The Justification For Latin

Justification for Latin

The question as to the educational worth of any study must always be a pertinent one. If Latin is not of fundamental importance in the high-school curriculum, then large numbers of students are making a prodigious error in pursuing the subject, and the sooner we understand this, the better for our civilization. If, on the other hand, the increase is the result of wise choice or even of wise instinct, we must, while rejoicing at the greater recognition Latin is securing, at the same time admit our own vastly increased responsibility for its wise direction and promotion.

Before considering the special reasons that exist in favor of studying Latin, let us first consider the function of language in general as an instrument of education. The function of education is purportedly to prepare pupils to be useful members of society.
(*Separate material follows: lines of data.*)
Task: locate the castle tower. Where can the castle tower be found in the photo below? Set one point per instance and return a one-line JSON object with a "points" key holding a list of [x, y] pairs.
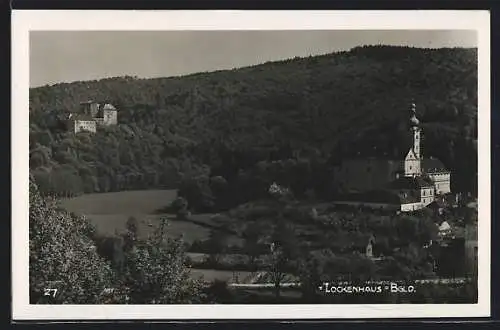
{"points": [[414, 157]]}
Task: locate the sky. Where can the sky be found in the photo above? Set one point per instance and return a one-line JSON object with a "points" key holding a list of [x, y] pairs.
{"points": [[66, 56]]}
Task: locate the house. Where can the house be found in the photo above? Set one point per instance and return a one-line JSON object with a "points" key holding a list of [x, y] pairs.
{"points": [[92, 115], [82, 123], [407, 182], [471, 249]]}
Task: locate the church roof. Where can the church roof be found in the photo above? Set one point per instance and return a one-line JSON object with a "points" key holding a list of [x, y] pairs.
{"points": [[431, 165], [406, 182], [108, 106], [384, 196], [81, 116]]}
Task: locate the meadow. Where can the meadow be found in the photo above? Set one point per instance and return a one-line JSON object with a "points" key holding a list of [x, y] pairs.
{"points": [[109, 212]]}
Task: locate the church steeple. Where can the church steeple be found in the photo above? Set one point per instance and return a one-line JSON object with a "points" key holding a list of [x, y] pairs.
{"points": [[413, 158]]}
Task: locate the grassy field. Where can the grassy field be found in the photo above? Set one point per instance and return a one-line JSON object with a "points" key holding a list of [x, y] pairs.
{"points": [[109, 212]]}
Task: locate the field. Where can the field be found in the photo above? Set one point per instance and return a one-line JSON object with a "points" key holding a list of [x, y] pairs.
{"points": [[109, 212]]}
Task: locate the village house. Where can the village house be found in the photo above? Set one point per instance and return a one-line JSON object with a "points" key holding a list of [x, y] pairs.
{"points": [[91, 115]]}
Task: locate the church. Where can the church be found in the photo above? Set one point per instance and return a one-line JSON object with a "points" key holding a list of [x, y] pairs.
{"points": [[406, 184]]}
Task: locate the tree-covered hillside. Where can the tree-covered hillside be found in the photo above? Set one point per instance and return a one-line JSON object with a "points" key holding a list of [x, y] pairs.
{"points": [[303, 113]]}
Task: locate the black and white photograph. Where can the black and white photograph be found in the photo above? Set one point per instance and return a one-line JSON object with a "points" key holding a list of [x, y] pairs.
{"points": [[227, 165]]}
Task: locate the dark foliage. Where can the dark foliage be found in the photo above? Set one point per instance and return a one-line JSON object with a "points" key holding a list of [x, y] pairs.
{"points": [[222, 137]]}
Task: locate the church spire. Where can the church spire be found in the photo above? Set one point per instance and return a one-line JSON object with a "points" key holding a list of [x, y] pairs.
{"points": [[413, 158]]}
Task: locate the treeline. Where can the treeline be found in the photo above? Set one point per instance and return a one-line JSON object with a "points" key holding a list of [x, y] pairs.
{"points": [[320, 108]]}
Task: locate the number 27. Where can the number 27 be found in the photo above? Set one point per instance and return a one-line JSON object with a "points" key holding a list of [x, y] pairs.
{"points": [[50, 292]]}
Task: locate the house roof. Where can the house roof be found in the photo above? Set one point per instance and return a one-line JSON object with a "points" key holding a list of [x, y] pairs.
{"points": [[395, 197], [417, 182], [108, 106], [432, 165], [81, 116]]}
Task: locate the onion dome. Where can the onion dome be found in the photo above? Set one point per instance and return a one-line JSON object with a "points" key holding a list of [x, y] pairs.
{"points": [[413, 118]]}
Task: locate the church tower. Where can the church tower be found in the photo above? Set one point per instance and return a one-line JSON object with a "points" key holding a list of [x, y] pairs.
{"points": [[413, 157]]}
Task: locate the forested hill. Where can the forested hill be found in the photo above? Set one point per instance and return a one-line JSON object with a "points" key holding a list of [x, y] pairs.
{"points": [[328, 106]]}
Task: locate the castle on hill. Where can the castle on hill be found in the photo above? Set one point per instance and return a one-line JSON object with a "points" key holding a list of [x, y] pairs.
{"points": [[92, 115], [408, 183]]}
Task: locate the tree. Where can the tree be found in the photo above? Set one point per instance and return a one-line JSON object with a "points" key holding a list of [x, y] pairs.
{"points": [[252, 235], [63, 257], [217, 245], [131, 235]]}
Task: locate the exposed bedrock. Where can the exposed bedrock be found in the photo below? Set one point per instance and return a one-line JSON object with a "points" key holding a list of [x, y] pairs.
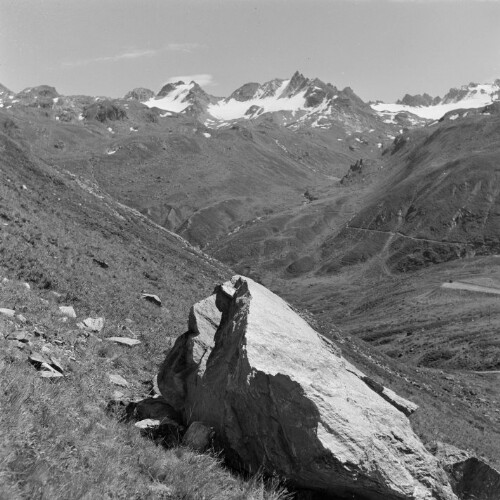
{"points": [[282, 398]]}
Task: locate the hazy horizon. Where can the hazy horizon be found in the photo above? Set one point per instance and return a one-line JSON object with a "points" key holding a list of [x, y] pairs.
{"points": [[382, 49]]}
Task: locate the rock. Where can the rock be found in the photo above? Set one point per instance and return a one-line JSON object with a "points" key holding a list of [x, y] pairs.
{"points": [[19, 335], [124, 340], [37, 358], [402, 404], [155, 408], [198, 436], [151, 298], [147, 423], [117, 380], [282, 399], [186, 361], [56, 363], [47, 371], [94, 324], [118, 396], [161, 490], [67, 311], [140, 94], [156, 389], [470, 477]]}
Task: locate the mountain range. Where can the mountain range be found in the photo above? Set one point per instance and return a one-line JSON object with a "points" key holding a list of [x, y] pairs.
{"points": [[380, 222]]}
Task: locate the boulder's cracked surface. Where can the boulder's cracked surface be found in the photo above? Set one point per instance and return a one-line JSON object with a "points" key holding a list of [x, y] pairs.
{"points": [[281, 397]]}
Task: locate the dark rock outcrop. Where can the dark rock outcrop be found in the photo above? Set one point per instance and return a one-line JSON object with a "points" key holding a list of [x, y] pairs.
{"points": [[104, 111], [140, 94], [281, 398], [470, 477]]}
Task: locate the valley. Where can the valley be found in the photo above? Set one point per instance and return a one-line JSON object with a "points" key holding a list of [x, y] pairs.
{"points": [[383, 233]]}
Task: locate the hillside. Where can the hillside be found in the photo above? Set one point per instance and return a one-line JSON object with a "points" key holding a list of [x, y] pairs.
{"points": [[359, 229]]}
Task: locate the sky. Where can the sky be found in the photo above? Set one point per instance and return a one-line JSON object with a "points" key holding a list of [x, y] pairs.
{"points": [[382, 49]]}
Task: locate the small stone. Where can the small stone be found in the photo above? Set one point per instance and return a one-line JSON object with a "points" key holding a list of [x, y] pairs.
{"points": [[19, 335], [151, 298], [94, 324], [38, 358], [118, 396], [46, 371], [147, 423], [198, 436], [67, 311], [124, 340], [117, 380], [56, 363]]}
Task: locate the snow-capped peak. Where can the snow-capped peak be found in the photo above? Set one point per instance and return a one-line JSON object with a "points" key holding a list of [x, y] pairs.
{"points": [[468, 96], [172, 97]]}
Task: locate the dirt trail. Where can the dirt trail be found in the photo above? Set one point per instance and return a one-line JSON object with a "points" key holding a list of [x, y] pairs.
{"points": [[461, 285], [401, 235]]}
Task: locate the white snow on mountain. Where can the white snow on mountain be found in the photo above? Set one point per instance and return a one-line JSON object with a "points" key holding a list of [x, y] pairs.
{"points": [[468, 97], [231, 109], [174, 101]]}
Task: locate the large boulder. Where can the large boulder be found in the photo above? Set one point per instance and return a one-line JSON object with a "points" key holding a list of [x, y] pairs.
{"points": [[281, 398], [185, 363]]}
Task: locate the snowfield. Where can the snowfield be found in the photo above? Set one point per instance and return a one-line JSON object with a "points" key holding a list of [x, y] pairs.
{"points": [[476, 97], [174, 101]]}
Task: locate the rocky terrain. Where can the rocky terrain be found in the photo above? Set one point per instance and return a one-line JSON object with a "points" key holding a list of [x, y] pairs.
{"points": [[382, 231]]}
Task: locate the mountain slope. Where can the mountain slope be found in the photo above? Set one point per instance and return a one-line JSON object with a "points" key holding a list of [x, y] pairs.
{"points": [[471, 96]]}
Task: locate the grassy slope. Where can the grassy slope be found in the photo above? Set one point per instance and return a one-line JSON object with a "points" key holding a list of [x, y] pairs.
{"points": [[56, 438]]}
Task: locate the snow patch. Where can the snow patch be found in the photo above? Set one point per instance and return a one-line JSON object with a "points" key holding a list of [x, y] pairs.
{"points": [[477, 96], [174, 101]]}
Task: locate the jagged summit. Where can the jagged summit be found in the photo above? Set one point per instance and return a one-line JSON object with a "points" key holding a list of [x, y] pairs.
{"points": [[470, 96], [140, 94]]}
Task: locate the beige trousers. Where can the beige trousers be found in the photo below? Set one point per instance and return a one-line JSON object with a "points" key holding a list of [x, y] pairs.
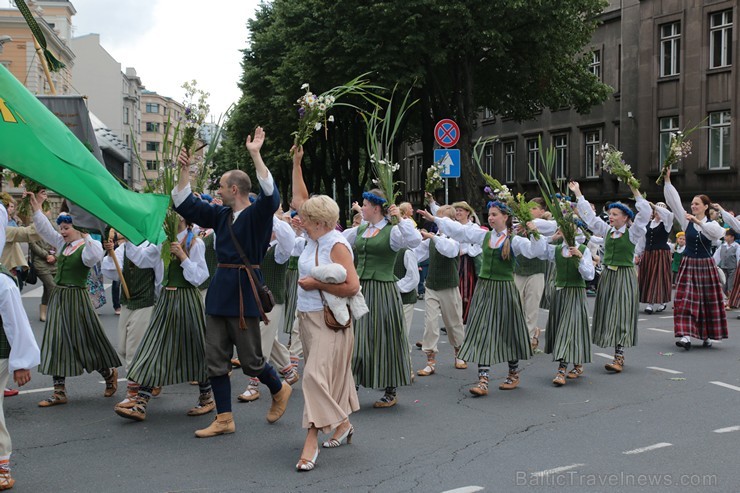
{"points": [[530, 291], [448, 303]]}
To make them such, it is essential that they be taught to understand as fully as possible the nature and character of the national life—social, civil, political, religious—in which they are born or in which their lot is cast. To a certain extent, also, it is essential that they learn to apprehend the nature and character of the larger life of the nation.

What now is the instrument best adapted to the attainment of this end? It is language. Language is the supreme instrument in education, i.e. the higher education, because of its universal nature. It promotes intellectual discipline and brings intellectual power, because the study of language brings us at every turn face to face, as nothing else does, with subjects and questions of intellectual concern and intellectual interest. Language deals with ideas; it touches perpetually on problems of the relations of man to man, of man to society, and of man to the State. The analysis of language demands refined and precise thinking. So long then as ideas are important, and so long as the underlying conceptions which reflect the national life of a people are important, the supreme value of the mastery of these through language study will continue to be recognized.

By the study of language is meant the study of one’s own language, but the study of one’s own language is achieved incomparably better by the indirect method of studying another language. Only so can the necessary processes of comparison be effectively instituted. Latin is of value because it confers a mastery over the resources of one’s mother
tongue. This mastery comes as the direct and necessary result of careful daily translation—a process involving on the one hand a careful consideration and analysis of the thought of the author read, and on the other a severe and laborious comparison of the value of alternative English words, phrases, and sentences, with the consequent attainment of skill in making the same effective as vehicles of expression. No one, I think, will undertake to deny that the results here claimed are actual, and if actual, it can hardly be denied that they constitute an important justification for the study of Latin.

Training in English, then, as the result of careful translation from Latin, is here set down as the first and most important reason for studying Latin. To my own mind this reason weighs more than all others combined. Let us examine more in detail how translation from Latin gives such admirable training in English. Translation is a severe exercise. The lexicon or vocabulary tells the meanings of words, and the grammar states the force of inflected forms, but it is only after the pupil, provided with this equipment, has attacked his Latin sentence with a view to translation that the real struggle begins. His vocabulary may have given him a dozen or even twenty meanings under a single verb or noun, and the pupil must reflect and carefully discriminate before he can choose the right word, the one just suited to the context. Further, his Latin sentence may be long, complex, and periodic, entirely different in structure from anything we know in English; such a sentence must be broken up and so arranged as to conform to our English mode of expression. The Latin sentence may have one of those Protean ablative absolutes—an idiom that our English style practically abhors. Every such ablative absolute has to be examined with care prior to an English rendering. It may express time, cause, concession, condition, attendant circumstance, means, or what not, and must be rendered accordingly. Again the Latin sentence may secure by its arrangement of words certain effects of emphasis which English can bring out only by the employment of very different resources.

Every teacher knows how difficult translation is, and knows that it is serious work, often slow work, but also what it means to the pupil who submits to it. The teacher knows that such a pupil is gaining a mastery over the resources of his mother tongue. Factual knowledge, except to a very limited degree, the student is not gaining, but he is learning what words mean; the pupil is learning to differentiate related concepts, acquiring sense for form and style, and if he be so fortunate as to be endowed with any native gifts of thought having reached maturity, he has that indispensable equipment of the educated person—the capacity to say what he says with directness, clearness, precision, and effect.

There has been a great outcry in recent years about the importance of English, and it has been one with which I think the body of thoughtful persons have in large measure sympathized. All have cheerfully acknowledged the great importance of an ability to use one’s native idiom with skill and power. It is because I sympathize so heartily with this sentiment that I enter this defense of translation. It is because translation from Latin to English seems to me such a stimulating, vitalizing exercise, and so helpful to the student who would attain mastery of his own language—it is because of this that I find full justification for the study of Latin.

Excerpt from Charles. E. Bennett’s The Teaching of Latin in the Secondary School, 1903.